OBJECTIVE: To assess the effect of a pain neurophysiology education (PNE) program plus therapeutic exercise (TE) for patients with chronic low back pain (CLBP).

DESIGN: Single-blind randomized controlled trial.

SETTING: Private clinic and university.

PARTICIPANTS: Patients with CLBP for =6 months (N=56).

INTERVENTIONS: Participants were randomized to receive either a TE program consisting of motor control, stretching, and aerobic exercises (n=28) or the same TE program in addition to a PNE program (n=28), conducted in two 30- to 50-minute sessions in groups of 4 to 6 participants.

MAIN OUTCOMES MEASURES: The primary outcome was pain intensity rated on the numerical pain rating scale which was completed immediately after treatment and at 1- and 3-month follow-up. Secondary outcome measures were pressure pain threshold, finger-to-floor distance, Roland-Morris Disability Questionnaire, Pain Catastrophizing Scale, Tampa Scale for Kinesiophobia, and Patient Global Impression of Change.

RESULTS: At 3-month follow-up, a large change in pain intensity (numerical pain rating scale: -2.2; -2.93 to -1.28; P<.001; d=1.37) was observed for the PNE plus TE group, and a moderate effect size was observed for the secondary outcome measures.

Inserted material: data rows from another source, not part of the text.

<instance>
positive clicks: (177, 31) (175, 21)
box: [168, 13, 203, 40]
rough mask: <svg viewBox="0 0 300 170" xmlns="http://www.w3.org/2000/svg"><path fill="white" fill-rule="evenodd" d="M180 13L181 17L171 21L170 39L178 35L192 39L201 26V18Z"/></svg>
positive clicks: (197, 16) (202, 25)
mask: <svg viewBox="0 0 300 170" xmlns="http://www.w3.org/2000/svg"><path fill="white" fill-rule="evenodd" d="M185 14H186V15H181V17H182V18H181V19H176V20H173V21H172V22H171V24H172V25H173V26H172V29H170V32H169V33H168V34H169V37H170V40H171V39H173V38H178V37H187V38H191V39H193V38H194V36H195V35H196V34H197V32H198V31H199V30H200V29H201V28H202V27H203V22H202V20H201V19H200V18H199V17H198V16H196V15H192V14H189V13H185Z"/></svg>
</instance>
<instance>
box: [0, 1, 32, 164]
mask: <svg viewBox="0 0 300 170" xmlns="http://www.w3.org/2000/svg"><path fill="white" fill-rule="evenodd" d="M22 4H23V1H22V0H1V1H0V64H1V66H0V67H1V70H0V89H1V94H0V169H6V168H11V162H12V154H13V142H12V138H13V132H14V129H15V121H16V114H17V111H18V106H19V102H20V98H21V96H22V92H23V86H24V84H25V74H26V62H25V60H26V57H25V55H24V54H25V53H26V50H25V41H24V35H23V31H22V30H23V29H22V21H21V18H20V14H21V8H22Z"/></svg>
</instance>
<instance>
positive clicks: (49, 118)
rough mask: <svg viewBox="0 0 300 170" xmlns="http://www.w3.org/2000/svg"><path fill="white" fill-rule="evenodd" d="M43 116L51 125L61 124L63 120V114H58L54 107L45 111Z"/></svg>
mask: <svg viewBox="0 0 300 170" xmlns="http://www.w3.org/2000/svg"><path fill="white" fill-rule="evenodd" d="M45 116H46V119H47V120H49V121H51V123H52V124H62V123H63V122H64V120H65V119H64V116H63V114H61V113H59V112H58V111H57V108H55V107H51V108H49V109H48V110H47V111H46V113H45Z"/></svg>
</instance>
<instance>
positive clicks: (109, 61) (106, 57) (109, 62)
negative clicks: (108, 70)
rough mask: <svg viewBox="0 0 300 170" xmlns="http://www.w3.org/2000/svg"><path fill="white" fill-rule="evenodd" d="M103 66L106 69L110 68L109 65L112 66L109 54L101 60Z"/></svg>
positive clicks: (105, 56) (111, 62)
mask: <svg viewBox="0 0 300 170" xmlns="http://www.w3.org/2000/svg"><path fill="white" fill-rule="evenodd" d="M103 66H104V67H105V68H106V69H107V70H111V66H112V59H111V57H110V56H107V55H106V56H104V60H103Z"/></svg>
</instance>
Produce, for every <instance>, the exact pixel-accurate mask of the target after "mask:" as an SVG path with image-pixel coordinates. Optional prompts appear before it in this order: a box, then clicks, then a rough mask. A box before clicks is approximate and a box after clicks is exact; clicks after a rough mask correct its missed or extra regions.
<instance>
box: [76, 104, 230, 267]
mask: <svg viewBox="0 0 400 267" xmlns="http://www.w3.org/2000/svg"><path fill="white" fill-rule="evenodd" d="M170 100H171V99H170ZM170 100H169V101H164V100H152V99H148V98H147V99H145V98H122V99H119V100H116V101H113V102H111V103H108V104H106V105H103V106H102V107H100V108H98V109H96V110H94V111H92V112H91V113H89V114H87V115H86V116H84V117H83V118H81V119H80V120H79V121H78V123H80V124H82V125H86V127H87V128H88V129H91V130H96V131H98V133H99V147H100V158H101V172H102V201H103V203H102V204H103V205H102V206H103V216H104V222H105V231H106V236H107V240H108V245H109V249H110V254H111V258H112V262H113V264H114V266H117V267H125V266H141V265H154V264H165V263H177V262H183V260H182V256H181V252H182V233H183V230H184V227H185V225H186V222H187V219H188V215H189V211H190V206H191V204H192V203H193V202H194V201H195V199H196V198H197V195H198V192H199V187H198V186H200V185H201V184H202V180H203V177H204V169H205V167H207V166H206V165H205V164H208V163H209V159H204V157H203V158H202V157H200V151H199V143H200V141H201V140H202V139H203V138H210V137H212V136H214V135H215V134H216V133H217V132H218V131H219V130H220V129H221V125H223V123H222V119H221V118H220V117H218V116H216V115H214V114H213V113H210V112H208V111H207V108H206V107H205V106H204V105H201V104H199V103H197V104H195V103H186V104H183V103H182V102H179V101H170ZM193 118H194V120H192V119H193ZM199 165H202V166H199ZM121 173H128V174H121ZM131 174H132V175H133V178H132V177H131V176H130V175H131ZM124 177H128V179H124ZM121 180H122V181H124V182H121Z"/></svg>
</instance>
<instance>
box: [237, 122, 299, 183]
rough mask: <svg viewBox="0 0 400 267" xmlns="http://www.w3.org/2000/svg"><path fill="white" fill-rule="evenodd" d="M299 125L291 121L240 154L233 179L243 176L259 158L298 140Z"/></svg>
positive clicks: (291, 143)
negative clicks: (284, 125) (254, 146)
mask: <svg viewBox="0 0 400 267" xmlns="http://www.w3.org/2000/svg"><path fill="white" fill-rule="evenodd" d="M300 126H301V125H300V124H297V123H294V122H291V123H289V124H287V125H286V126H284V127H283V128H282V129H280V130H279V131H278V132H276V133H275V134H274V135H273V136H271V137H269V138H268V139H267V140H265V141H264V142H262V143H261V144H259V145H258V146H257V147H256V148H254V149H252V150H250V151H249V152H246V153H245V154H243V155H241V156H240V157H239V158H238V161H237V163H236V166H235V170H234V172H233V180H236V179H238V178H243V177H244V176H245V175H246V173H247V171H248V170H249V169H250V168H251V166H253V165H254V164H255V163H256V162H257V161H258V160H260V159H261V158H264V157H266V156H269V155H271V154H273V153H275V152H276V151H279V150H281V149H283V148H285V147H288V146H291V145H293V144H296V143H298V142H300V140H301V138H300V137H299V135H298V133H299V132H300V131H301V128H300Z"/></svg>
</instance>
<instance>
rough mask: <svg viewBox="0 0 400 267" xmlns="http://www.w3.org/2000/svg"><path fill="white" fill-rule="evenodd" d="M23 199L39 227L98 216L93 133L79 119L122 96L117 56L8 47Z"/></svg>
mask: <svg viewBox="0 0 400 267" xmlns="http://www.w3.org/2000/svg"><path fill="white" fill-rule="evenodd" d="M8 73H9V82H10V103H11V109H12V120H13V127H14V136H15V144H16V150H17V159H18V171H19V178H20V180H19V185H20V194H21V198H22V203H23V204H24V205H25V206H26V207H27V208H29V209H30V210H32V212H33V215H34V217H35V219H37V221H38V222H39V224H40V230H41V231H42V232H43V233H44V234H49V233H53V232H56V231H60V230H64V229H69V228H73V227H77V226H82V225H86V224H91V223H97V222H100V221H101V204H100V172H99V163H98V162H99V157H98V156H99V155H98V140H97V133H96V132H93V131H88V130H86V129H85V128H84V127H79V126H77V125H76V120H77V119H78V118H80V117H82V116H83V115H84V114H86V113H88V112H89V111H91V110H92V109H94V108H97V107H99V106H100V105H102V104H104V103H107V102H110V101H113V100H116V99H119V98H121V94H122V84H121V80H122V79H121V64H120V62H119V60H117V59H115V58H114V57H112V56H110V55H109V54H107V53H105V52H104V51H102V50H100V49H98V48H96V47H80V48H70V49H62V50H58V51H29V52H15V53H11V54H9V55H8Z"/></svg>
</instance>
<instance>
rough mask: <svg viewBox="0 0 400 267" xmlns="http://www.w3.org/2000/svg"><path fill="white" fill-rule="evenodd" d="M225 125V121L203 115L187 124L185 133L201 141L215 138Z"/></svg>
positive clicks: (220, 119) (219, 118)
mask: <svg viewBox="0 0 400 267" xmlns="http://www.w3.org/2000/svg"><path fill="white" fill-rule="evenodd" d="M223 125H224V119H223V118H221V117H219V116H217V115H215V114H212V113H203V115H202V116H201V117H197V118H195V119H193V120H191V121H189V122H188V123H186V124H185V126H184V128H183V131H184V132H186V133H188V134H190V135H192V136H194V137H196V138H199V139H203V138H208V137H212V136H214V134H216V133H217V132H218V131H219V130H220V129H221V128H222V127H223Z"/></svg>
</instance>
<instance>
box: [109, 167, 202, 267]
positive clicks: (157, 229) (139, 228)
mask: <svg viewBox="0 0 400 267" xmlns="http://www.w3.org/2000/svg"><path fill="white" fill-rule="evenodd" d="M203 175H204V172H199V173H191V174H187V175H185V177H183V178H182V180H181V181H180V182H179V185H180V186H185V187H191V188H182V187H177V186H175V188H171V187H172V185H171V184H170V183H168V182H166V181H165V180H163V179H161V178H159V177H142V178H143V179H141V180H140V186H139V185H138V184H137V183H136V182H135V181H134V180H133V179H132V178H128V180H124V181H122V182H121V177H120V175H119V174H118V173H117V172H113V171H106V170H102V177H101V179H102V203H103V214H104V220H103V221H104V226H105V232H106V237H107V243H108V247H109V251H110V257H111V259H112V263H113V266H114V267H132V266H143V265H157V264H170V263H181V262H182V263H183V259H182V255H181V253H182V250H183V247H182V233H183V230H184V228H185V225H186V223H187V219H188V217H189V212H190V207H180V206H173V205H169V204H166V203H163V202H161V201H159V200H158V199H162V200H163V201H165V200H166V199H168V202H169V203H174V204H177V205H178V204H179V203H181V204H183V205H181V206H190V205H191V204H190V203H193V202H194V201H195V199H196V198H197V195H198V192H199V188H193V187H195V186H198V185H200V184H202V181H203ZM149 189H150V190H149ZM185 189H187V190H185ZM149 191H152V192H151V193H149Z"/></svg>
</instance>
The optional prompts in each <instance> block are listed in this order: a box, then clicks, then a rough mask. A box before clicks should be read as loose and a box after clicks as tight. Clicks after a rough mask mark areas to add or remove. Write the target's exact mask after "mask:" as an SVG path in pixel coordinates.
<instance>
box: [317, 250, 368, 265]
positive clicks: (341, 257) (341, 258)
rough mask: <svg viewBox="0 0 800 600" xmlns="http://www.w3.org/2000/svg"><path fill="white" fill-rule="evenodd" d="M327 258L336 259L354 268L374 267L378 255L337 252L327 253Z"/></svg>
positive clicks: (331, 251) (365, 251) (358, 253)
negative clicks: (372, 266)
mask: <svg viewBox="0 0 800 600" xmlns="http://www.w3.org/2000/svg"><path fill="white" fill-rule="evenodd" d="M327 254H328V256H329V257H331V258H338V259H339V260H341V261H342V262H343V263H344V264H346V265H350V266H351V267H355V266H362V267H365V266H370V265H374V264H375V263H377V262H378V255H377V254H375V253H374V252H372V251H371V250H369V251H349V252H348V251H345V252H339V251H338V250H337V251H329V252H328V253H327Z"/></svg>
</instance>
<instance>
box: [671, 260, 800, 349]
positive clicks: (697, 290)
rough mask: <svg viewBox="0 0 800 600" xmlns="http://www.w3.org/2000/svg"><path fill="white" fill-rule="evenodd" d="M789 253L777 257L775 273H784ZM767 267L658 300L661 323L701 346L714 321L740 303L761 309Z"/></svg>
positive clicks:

CONCLUSIONS: Combining PNE with TE resulted in significantly better results for participants with CLBP, with a large effect size, compared with TE alone.

Comments from MORE raters

Physician rater

This result is similar to prior studies of multimodality pain management. With the opioid crisis, it is important that information like this get both to physicians that treat pain and to people who have pain. These approaches appear more beneficial than chronic opioid therapy!

Physician rater

As primary care physician, I find chronic low back pain is a relatively frequent condition and sometimes very difficult to manage. This article provides new approaches and useful techniques in the management of this disorder which can be very useful for Primary care practitioners.

Physician rater

There was a small number of subjects and a short follow-up. The outcome of therapeutics for CLBP should be measured for longer than six months.

Rehab Clinician (OT/PT) rater

As a Orthopaedic and Sports PT, I find the results of this study provide added support for the efficacy of pain neuroscience education and exercise in patients with chronic pain conditions, including LBP.